Scivolarvi definitivamente è il pericolo che bisogna evitare. Lo si affronta con
un particolare scatto della concentrazione, paragonabile al riscuotersi di uno
che, sfinito da una notte di veglia, sa che dalla vigilanza di tutti i suoi
sensi dipende la sua vita; e se tale scatto è riuscito anche una volta sola, si
riuscirà sicuramente a ripeterlo. Per esso l'anima, come da sola, si ritrova
quasi a librare entro se stessa, una condizione che, capace di crescere
d'intensità, si solleva addirittura a quel senso d'incredibile leggerezza,
sperimentato solo in rari sogni, e di felice certezza di poter destare energie
rivolte in ogni direzione e di saperle accrescere o sciogliere a ogni livello.

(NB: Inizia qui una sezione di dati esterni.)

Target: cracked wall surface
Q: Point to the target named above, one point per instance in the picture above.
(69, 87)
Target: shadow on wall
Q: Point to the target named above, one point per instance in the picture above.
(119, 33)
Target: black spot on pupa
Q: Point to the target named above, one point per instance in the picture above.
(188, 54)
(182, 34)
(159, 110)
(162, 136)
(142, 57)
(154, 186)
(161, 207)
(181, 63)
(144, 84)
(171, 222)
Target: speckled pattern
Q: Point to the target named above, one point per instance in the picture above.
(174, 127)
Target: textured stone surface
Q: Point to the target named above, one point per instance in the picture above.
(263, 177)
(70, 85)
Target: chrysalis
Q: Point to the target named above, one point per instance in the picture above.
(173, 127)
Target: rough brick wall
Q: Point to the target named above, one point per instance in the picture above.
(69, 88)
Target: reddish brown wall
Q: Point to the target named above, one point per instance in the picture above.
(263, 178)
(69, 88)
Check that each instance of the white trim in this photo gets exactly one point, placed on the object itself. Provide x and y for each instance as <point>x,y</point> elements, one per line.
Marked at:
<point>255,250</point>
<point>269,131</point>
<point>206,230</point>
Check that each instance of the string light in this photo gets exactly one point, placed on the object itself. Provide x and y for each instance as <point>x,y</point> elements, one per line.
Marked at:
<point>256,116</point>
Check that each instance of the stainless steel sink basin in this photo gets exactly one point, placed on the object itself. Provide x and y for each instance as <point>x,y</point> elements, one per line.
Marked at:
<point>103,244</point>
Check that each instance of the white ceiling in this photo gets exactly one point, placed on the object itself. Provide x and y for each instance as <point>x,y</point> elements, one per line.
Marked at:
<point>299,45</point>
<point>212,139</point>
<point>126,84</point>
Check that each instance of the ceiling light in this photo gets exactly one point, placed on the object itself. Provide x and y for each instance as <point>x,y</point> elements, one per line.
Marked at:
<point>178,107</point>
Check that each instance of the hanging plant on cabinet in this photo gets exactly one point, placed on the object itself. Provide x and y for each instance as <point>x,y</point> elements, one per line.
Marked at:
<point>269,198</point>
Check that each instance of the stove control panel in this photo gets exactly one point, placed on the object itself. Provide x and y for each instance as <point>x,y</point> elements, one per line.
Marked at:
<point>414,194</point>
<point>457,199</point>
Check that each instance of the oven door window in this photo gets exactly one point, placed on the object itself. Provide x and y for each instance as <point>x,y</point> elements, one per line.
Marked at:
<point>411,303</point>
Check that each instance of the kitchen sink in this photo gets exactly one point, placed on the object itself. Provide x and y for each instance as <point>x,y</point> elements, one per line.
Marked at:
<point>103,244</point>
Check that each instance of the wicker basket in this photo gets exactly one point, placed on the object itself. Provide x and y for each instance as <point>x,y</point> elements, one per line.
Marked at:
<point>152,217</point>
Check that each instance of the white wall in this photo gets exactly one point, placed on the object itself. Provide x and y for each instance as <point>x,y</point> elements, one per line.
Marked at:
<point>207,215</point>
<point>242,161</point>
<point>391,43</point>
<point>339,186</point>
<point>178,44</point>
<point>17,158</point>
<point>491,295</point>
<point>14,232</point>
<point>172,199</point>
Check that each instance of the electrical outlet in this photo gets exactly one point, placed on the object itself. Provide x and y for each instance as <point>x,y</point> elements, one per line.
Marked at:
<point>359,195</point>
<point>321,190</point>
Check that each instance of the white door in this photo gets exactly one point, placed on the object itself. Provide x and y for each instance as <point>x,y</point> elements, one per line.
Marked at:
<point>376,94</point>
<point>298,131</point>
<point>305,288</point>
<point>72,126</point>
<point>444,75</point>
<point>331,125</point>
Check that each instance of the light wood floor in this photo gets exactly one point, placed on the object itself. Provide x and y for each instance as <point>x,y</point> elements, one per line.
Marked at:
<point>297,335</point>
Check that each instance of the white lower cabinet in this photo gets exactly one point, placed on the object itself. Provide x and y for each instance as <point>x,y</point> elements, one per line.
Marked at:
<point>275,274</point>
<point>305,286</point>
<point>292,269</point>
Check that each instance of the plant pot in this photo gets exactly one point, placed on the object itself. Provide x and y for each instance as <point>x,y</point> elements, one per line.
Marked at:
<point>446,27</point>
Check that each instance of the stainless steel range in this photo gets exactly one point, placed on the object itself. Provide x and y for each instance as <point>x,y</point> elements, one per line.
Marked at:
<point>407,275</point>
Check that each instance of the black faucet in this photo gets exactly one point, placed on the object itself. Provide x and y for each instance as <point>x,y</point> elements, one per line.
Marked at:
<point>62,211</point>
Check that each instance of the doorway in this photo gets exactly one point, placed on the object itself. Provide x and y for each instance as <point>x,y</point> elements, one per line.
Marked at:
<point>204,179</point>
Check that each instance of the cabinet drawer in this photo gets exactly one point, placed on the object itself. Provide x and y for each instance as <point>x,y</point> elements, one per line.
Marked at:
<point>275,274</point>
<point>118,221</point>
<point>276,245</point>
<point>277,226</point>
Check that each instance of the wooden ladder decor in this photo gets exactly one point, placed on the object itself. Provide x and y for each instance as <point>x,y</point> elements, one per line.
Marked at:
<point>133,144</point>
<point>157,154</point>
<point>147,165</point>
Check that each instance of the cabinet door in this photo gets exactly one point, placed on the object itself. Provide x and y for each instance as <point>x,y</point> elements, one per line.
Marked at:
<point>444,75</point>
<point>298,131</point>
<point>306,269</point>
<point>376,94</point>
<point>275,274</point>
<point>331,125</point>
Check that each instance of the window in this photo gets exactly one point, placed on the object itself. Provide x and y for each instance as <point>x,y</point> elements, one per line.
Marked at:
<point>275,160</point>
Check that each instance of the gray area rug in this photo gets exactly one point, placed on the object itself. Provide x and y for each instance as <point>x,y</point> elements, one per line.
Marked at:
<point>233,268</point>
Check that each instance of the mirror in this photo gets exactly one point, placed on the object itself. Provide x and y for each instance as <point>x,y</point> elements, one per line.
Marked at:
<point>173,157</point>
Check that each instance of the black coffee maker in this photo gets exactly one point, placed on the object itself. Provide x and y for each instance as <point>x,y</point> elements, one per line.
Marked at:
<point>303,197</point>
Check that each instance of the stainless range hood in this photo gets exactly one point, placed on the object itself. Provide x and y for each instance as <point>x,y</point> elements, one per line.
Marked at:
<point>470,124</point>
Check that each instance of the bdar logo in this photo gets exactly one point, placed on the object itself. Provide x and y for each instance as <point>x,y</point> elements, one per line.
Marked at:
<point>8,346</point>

Questo stato, in cui non si pensa, non ci si propone, non si persegue, non si
desidera né si attende più nulla di definito, che non tende verso nessuna
particolare direzione ma che per la sua forza indivisa sa di essere capace del
possibile come dell'impossibile - questo stato interamente libero da intenzioni,
dall'Io, il Maestro lo chiama propriamente «spirituale». È infatti saturo di
vigilanza spirituale e perciò viene anche chiamato «vera presenza dello
spirito». Con questo s'intende che lo spirito è presente dappertutto perché non
si appende a nessun luogo particolare. E può restare presente perché anche
quando si rivolge a questo o a quello non vi si attaccherà con la riflessione e
non perderà così la sua originaria mobilità. Simile all'acqua che riempie uno
stagno ma è sempre pronta a defluirne, lo spirito può ogni volta agire con la
sua inesauribile forza, perché è libero, e aprirsi a tutto perché è vuoto. Tale
condizione è veramente una condizione originaria e il suo emblema, un cerchio
vuoto, non è muto per colui che vi sta dentro.
È perciò con questa presenza e piena potenza del suo spirito non turbato da
intenzioni, e fossero le più nascoste, che l'uomo che si è svincolato da tutti i
legami deve esercitare qualsiasi arte”.